Today is the start of a New Year, coming a day after Naw Ruz, the first day of spring in the Persian, Zoroastrian and Bahai calendars.  Sophia and I started the year in honor of slain Trayvon Martin.  At 8 years old, she thought it was important that we take this picture.  Yesterday was the Million Hoodie March, and the under-the-radar International Day for the Elimination of Racial Discrimination.  My friend Liz Dwyer wrote eloquently, powerfully and personally about this horrible injustice for in “Trayvon Martin Could Have Been One of My Kids.”  And black parents all over the U.S. are feeling really worried about letting their boys outside to do anything.

Our skin doesn’t have to have the same pigment as Trayvon’s, nor do I need to be the mother of boys to care deeply about this.  All the talk I do about global citizenship translates into an important principle: we are one human family.  If we are one family, then Trayvon’s unnecessary death is all of our problem – he could have been one of my kids, too.
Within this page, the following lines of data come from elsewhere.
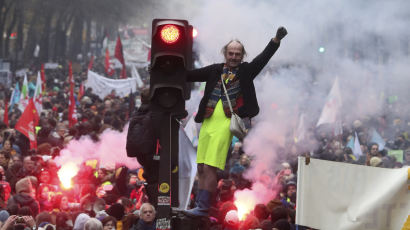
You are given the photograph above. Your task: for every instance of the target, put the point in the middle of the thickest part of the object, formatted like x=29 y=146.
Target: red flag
x=108 y=68
x=27 y=123
x=120 y=56
x=43 y=78
x=81 y=91
x=71 y=109
x=6 y=113
x=149 y=55
x=90 y=65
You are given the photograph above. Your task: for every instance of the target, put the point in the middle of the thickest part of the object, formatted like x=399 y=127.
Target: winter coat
x=24 y=199
x=247 y=72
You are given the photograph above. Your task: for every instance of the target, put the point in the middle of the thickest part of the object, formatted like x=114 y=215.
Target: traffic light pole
x=168 y=171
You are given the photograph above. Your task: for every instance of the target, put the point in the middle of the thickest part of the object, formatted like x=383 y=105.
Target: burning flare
x=66 y=173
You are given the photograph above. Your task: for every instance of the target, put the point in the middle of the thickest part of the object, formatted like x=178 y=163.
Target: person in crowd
x=147 y=217
x=406 y=157
x=374 y=150
x=80 y=221
x=289 y=198
x=93 y=224
x=28 y=169
x=231 y=221
x=109 y=223
x=8 y=146
x=261 y=212
x=215 y=136
x=25 y=196
x=19 y=222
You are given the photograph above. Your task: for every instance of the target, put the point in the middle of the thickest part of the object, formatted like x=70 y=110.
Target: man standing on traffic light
x=214 y=113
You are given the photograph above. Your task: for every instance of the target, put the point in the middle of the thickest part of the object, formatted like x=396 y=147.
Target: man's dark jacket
x=246 y=73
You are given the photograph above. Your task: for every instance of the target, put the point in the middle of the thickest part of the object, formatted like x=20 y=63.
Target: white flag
x=335 y=195
x=357 y=151
x=332 y=107
x=38 y=94
x=24 y=95
x=136 y=75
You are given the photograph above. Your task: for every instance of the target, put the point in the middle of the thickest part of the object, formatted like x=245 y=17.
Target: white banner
x=103 y=86
x=187 y=169
x=334 y=195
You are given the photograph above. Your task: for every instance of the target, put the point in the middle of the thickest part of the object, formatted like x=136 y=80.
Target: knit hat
x=273 y=204
x=24 y=185
x=4 y=215
x=375 y=161
x=44 y=149
x=80 y=221
x=231 y=217
x=282 y=224
x=116 y=210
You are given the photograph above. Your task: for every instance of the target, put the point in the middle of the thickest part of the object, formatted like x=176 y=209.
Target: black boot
x=202 y=204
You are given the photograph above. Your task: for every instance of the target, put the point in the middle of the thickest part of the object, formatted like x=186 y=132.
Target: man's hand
x=280 y=34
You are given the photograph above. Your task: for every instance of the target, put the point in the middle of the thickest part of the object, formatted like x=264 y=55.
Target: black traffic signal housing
x=171 y=56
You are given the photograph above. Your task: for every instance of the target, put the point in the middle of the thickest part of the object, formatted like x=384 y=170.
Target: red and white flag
x=6 y=113
x=108 y=68
x=120 y=56
x=43 y=79
x=38 y=95
x=90 y=65
x=72 y=118
x=27 y=123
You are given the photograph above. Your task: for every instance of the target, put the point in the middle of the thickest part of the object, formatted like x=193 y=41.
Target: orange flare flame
x=66 y=173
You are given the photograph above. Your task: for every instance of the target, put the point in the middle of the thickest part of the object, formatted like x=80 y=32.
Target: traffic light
x=171 y=56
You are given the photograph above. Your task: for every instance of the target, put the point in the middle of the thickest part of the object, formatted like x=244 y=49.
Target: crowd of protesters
x=103 y=198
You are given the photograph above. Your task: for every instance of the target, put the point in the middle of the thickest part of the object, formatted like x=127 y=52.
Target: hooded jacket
x=24 y=199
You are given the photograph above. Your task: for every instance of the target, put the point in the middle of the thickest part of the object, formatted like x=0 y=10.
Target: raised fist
x=281 y=33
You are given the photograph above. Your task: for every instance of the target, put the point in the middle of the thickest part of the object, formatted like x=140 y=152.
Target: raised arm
x=259 y=62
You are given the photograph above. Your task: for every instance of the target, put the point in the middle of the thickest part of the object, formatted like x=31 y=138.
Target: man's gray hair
x=225 y=47
x=146 y=204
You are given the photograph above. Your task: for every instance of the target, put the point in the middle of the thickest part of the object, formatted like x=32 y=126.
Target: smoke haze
x=109 y=151
x=366 y=44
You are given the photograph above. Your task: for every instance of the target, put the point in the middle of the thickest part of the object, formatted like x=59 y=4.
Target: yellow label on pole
x=164 y=188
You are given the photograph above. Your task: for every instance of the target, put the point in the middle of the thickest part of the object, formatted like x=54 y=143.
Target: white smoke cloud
x=366 y=44
x=109 y=151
This makes it hit closer to home, and it should. One good I can take from the tragedy: I see him as a martyr for racial healing, and am grateful that the conversation is taking place all over the country, and all over the internet.  Perhaps this New Year will mark the turning point for racial justice, solidarity, and oneness. I hope so.

3 responses on “For Trayvon – We Are One Family

  1. Karla Wynn (Diouf)

    Good Morning Sis:

    Thank you for posting your reflections on the tragedy of the Death of Trayvon Martin. His situation is similar to that of Emmett Till, years before. I have been sick over this whole thing and haven’t yet posted my thoughts. They are still to raw at this moment. Appreciate your sharing.